Quin Hillyer of National Review Online highlights an important factor for Republicans seeking to win the White House in 2016.

Can a conservative win the presidency if his cultural markings seem alien to too many American voters?

Mitt Romney’s experience indicates that the answer is no. More voters agreed on more key issues with Romney than with Barack Obama. Yet — as has been well publicized — Romney was crushed, 81–18, on the question of which candidate “cares about people like me.” Despite first appearances, this isn’t merely a touchy-feely “empathy” question. It’s at least as much a question about cultural cues. The key part of the question isn’t cares, but cares about people like me.

We’ve all heard about the widely reported turnout deficit in 2012 among what Sean Trende at Real Clear Politics accurately described as “largely downscale, Northern, rural whites. In other words, H. Ross Perot voters.” It takes no great powers of observation or analysis to understand that they stayed home, rather than stand in voting lines at the end of a long workday, because although they were disillusioned with Obama they just felt no affinity for the high-finance, starched-shirt, stiff-mannered Romney.

Rick Santorum would have appealed to them. Mike Huckabee, for all his considerable flaws, might well have appealed to them. Scott Walker and maybe John Kasich will have some success appealing to them in 2016. But not Romney. Nor did the elder Bush in 1992, once he was on his own rather than running effectively as Ronald Reagan’s surrogate. …

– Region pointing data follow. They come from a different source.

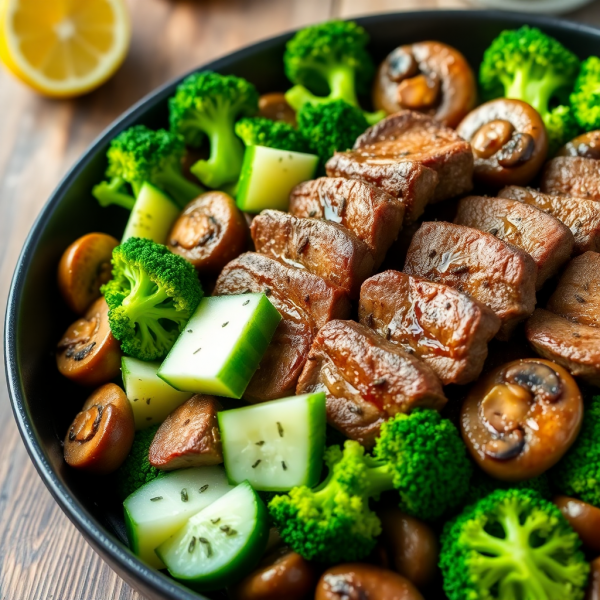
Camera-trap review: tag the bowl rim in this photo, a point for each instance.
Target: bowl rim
(104, 543)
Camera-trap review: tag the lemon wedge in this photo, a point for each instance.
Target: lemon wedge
(63, 48)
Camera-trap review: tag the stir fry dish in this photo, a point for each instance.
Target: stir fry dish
(351, 351)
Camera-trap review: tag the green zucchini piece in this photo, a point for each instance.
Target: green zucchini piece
(269, 175)
(221, 543)
(275, 445)
(152, 399)
(152, 216)
(162, 507)
(222, 345)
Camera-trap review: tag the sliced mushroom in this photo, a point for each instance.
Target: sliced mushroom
(430, 77)
(101, 435)
(520, 420)
(509, 141)
(210, 232)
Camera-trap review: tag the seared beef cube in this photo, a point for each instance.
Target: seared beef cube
(322, 247)
(581, 216)
(479, 264)
(577, 296)
(366, 379)
(545, 238)
(305, 301)
(372, 214)
(572, 345)
(447, 329)
(408, 137)
(572, 176)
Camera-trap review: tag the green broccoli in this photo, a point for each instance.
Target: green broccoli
(207, 104)
(585, 99)
(512, 544)
(330, 127)
(331, 60)
(152, 295)
(419, 455)
(140, 154)
(483, 485)
(529, 65)
(578, 473)
(259, 131)
(137, 470)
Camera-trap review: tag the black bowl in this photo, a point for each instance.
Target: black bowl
(43, 402)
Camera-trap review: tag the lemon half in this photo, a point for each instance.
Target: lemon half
(63, 48)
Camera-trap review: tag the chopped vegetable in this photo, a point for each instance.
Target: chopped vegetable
(207, 104)
(420, 455)
(156, 511)
(222, 345)
(151, 399)
(151, 297)
(269, 175)
(221, 543)
(275, 445)
(512, 544)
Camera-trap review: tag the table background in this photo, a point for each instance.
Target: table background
(42, 556)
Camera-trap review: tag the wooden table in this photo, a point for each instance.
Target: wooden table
(42, 556)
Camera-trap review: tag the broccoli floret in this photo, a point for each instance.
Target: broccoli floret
(331, 127)
(482, 485)
(208, 104)
(585, 99)
(259, 131)
(140, 154)
(512, 544)
(419, 455)
(136, 470)
(331, 60)
(152, 295)
(578, 473)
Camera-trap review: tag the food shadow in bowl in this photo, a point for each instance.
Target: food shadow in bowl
(43, 402)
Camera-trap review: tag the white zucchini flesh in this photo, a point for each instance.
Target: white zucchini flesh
(152, 399)
(222, 345)
(269, 175)
(159, 509)
(152, 216)
(275, 445)
(221, 543)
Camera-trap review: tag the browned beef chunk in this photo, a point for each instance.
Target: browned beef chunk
(447, 329)
(366, 379)
(577, 296)
(305, 301)
(581, 216)
(572, 176)
(479, 264)
(322, 247)
(408, 137)
(372, 214)
(545, 238)
(573, 345)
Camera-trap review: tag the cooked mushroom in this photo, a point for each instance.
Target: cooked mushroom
(364, 582)
(412, 546)
(586, 145)
(430, 77)
(87, 352)
(274, 106)
(520, 419)
(101, 435)
(210, 232)
(83, 268)
(283, 574)
(509, 141)
(583, 518)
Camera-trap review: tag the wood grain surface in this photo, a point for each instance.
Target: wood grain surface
(42, 556)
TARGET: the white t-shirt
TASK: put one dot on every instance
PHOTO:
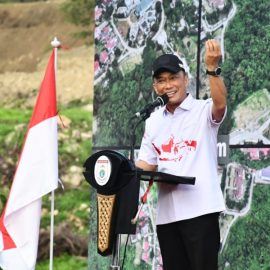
(185, 144)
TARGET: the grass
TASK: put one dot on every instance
(65, 262)
(72, 203)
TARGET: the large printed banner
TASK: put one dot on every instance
(129, 34)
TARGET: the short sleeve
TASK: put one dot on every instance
(147, 152)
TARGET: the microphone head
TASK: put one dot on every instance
(164, 99)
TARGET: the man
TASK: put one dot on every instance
(181, 139)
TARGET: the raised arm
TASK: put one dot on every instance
(217, 86)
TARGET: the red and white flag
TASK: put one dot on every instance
(35, 176)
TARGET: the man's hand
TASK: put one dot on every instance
(212, 54)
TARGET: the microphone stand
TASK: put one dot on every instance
(116, 249)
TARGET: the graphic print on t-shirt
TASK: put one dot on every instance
(175, 150)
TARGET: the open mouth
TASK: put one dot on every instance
(171, 93)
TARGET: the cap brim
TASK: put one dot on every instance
(167, 68)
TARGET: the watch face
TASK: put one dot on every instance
(218, 71)
(215, 72)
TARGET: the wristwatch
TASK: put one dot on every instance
(215, 72)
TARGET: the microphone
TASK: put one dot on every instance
(160, 101)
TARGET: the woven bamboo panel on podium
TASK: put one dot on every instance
(105, 211)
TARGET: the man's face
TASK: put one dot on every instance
(174, 85)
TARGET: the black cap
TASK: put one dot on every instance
(167, 62)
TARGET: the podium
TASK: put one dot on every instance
(117, 182)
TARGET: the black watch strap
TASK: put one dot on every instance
(215, 72)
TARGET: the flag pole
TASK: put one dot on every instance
(55, 44)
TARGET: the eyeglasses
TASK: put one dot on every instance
(163, 81)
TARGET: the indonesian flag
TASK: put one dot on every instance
(35, 176)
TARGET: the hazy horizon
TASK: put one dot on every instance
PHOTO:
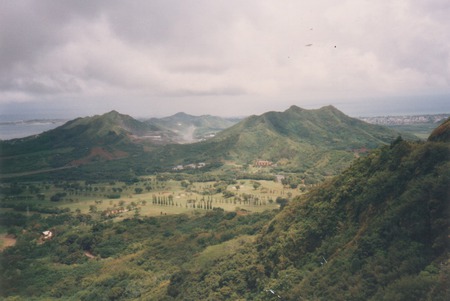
(225, 58)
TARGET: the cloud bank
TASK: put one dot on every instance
(220, 57)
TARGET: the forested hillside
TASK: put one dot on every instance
(378, 231)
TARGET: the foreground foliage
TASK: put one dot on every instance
(376, 232)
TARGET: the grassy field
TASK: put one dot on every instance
(150, 197)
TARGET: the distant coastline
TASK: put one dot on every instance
(15, 129)
(21, 128)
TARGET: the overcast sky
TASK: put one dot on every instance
(228, 58)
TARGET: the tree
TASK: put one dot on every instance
(92, 208)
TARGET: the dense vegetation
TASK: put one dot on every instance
(378, 231)
(317, 143)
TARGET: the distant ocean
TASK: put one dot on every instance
(10, 129)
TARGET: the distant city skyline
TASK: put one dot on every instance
(70, 58)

… The question then becomes how to cobble together a majority by “running the table,” as it were, among the 52 to 54 percent of the country that remains at least open to conservative principles of limited government, strong defense, and traditional values. The numbers fully on board with these principles are considerably lower than a majority; the majority is available only to a candidate who can both inspire those fully on board and make the principles attractive to a floating 10 to 14 percent who just want to feel they are heard, understood, and appreciated.